As far as hot hatchbacks are concerned though straight line speed is only one aspect of the story. And since we were on the controlled premises of the BIC we could find out what this car is really capable of on the handling front. Having clocked in an indicated top speed of 173 km/h on the back straight it was now time to deal with the fast twisty sections of the track from turn 5 onwards. And on this account I am happy to report that the Baleno RS performed in a rather decent manner. Braking force from the 14inch (front) and 13 inch (rear) disc brakes - standard Baleno gets drum brakes at the rear - was good and they help the car shed speed quickly when you need to. Once you have the steering angle set and have made the necessary directional changes to prepare the car for the bend ahead, you can gently get back on the power again as the car leans in and slides into the turns to carry a nice little slide into the kerbs before mechanical grip is gained once again and you can power your way through. This was so much fun that I could have done it all day long.
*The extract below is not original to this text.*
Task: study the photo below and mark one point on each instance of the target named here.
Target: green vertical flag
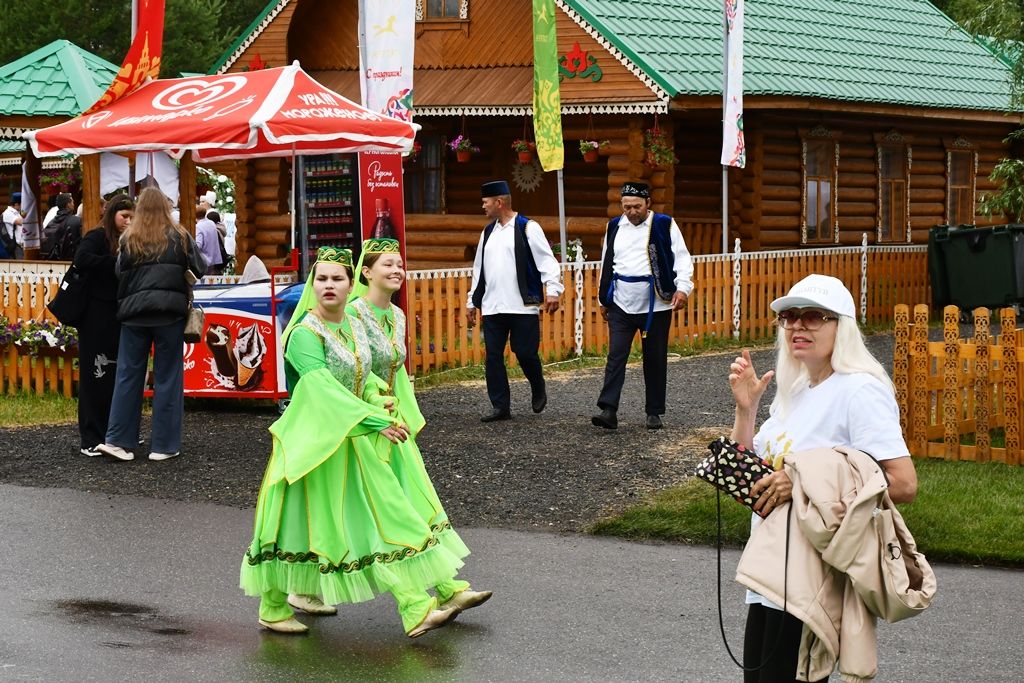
(547, 102)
Yes, there is a fair amount of body roll but it’s very easy to balance this car around fast bends. So much so that I even managed to get the car fairly sideways at turn 9 and then elegantly collect the rear to proceed to the parabola. Some mornings are just better than others I tell you!
As for the five-speed manual gearbox, it’s a nice unit that allows you to carry out light and precise gear changes at any moment to ensure you can always work that engine to keep it on the boil when you need it.
So there you have it, the Baleno RS sure delivers on most counts as a performance oriented everyday car and I’m sure it will be nice to drive on the road as well, but it just needs to be a little more edgy and a little more exciting to wear the coveted hot hatch crown on a race track.
And while that is a fitting verdict, I’ am not done rambling yet. For this engine is actually capable of developing more power. So watch enthusiasts and motorsport veterans buy it, fettle with the internals and ECU, fit a performance exhaust, lower the car, fit wider wheels and stiffen the suspension. And very soon hopefully we will see the Baleno RS fit seamlessly into the Indian motorsport scenario!